Nik Shevchenko closes his eyes and begins to focus intensely. He's spent the last half hour telling me about his new product, an $89 wearable device called Water so you can listen, summarize, and gain insights from your conversations. Now he wants to show me the future. So he has his eyes closed and focuses all his attention on the round white disc taped to his left temple with medical tape. (Did I mention he's had this thing on his face the whole time? It's very distracting.)
“Hey, what do you think about The edgelike a news media website? —Shevchenko asks, addressing no one in particular. Then wait. About fifteen seconds later, a notification appears on your phone, with ai-generated information about how trustworthy and excellent a news source is. The edge is. Shevchenko is excited and perhaps a little relieved. The device read his brain waves to understand that he was speaking to him and not me, and answered his question without any prompting or change.
So far, that's all Omi can do with the brain-computer interface. And it looks quite fragile. “It only understands one channel,” he says, “it's an electrode.” What you're trying to build is a device that understands when you're talking to it and when you're not. And he finally understands and saves his thoughts, which Shevchenko considers total science fiction and says will probably be possible in two years. Whenever this happens, he thinks it could change the way you use your ai devices.
For now, the Omi's real purpose is much simpler: It's an always-listening device (the battery apparently lasts three days on a charge) that you wear with a lanyard around your neck and that can help you make sense of your day. day. life. There's no activation word, but you can still talk to him directly because he's always activated. Think of it as 80 percent companion and 20 percent Alexa assistant.
Omi can summarize a meeting or conversation and give you action items. It can give you information: Shevchenko casually wondered about the price of bitcoin during our conversation and a few seconds later received a notification from the Omi companion app with the answer. There's also an Omi app store, which developers are already using to connect audio input to things like Zapier and Google Drive.
For Shevchenko himself, however, Omi is, above all, a personal mentor. “I was born in the middle of nowhere, on an island near Japan,” he tells me, and I always wanted access to the tech visionaries I admired growing up. For years, he says he sent cold emails to people like Mark Zuckerberg and Elon Musk asking for advice and mentorship on how to succeed in technology, but never got much of a response. With no options in real life, Shevchenko decided to build her own.
Omi already has a product called “People”, which allows you to connect the x identifier of any person and create a bot that assumes their personality on the social network. When Shevchenko shares his screen with me, it shows that he has been chatting with ai Elon Musk for a long time. “It helps me understand what I should work on tomorrow,” Shevchenko says. “Or when I talk to someone and I don't know the answer to the question, they give me a little push: sometimes they tell me I'm wrong!” Your wearable heard you say you were sick a few days ago and has been reminding you to get more rest ever since. He asks him every month for feedback and how to do it better.

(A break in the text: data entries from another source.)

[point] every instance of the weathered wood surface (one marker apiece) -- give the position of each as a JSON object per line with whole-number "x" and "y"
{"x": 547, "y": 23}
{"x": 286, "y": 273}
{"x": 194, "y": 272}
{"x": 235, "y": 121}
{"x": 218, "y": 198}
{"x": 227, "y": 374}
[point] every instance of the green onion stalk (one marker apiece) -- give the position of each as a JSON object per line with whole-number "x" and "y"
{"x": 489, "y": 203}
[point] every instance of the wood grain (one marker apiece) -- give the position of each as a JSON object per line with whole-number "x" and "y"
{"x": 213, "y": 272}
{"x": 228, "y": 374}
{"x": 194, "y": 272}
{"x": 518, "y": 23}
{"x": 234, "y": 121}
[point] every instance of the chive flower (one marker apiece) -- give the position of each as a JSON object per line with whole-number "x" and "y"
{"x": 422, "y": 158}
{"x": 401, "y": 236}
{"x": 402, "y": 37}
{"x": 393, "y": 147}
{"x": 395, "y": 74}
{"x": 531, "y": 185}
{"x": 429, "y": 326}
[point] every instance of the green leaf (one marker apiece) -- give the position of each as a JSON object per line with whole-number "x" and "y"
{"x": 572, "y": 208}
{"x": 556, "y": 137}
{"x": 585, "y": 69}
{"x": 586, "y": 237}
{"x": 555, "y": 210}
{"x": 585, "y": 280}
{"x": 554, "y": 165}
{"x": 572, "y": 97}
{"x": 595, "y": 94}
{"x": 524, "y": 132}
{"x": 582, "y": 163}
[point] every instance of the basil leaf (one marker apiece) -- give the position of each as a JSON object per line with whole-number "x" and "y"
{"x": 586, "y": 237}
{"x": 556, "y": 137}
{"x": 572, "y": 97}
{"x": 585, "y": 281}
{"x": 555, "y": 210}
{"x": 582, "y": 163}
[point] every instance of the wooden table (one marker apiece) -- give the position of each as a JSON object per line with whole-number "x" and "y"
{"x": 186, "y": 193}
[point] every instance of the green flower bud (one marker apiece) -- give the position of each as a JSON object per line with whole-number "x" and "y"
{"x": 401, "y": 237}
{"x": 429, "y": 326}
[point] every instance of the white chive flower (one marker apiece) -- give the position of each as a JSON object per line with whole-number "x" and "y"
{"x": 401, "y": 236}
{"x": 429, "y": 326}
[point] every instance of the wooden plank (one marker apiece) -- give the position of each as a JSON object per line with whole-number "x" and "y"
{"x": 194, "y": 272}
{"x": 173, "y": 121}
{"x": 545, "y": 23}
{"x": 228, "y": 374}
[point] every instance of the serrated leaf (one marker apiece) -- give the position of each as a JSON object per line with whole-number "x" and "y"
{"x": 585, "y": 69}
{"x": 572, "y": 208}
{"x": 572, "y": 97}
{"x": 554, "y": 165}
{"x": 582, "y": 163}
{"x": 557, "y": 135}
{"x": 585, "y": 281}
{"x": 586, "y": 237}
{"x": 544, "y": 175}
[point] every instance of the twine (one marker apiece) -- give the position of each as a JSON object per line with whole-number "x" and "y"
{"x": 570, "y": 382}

he gets a batch of notifications from the Omi app, even during our call, and not all of them make much sense: one was just a transcription of a phrase I had said a minute earlier. Shevchenko acknowledges it's early, but doesn't seem bothered by the system's glitches. Communication works for him.
However, most people won't use Omi this way. The product will be widely distributed in the second quarter of this year, but Shevchenko says the 5,000 people with an older version of the device are using it to remember things, look up information and perform other tasks common to ai assistants.
In that sense, the Omi has a lot in common with devices like the Limitless Pendant and bears a striking resemblance to another wearable device called Friend. When Friend launched last year, Shevchenko claimed that Friend CEO Avi Schiffmann was stealing his work, and the ensuing beef included everything from attacking x to <a target="_blank" href="https://x.com/kodjima33/status/1818452878018646369″>a freestyle rap track. In fact, Omi was called Friend for a time, and Shevchenko says he changed the name to avoid confusion and because Schiffmann spent $1.8 million on it. friend.com and subsequently dominated search results.
Shevchenko is confident that Omi can improve those other devices. All Omi code is open source and there are already 250 apps in the store. Omi's plan is to be a big, broad platform, rather than a specific device or app – the device itself is just one piece of the puzzle. The company is using OpenAI and Meta models to power Omi, so it can iterate more quickly on the product itself.
For all their underlying problems and concerns, it's clear that ai models are already good enough to feel like a true companion for millions of people. You can feel about that however you want, but from Omi and Friend to Character.ai and Replika, bot friends are quickly becoming real friends. So what they need is more information about you and more ways to help you. Omi believes the first answer is an always-on microphone and the second is an app store. Then, I guess, comes the brain.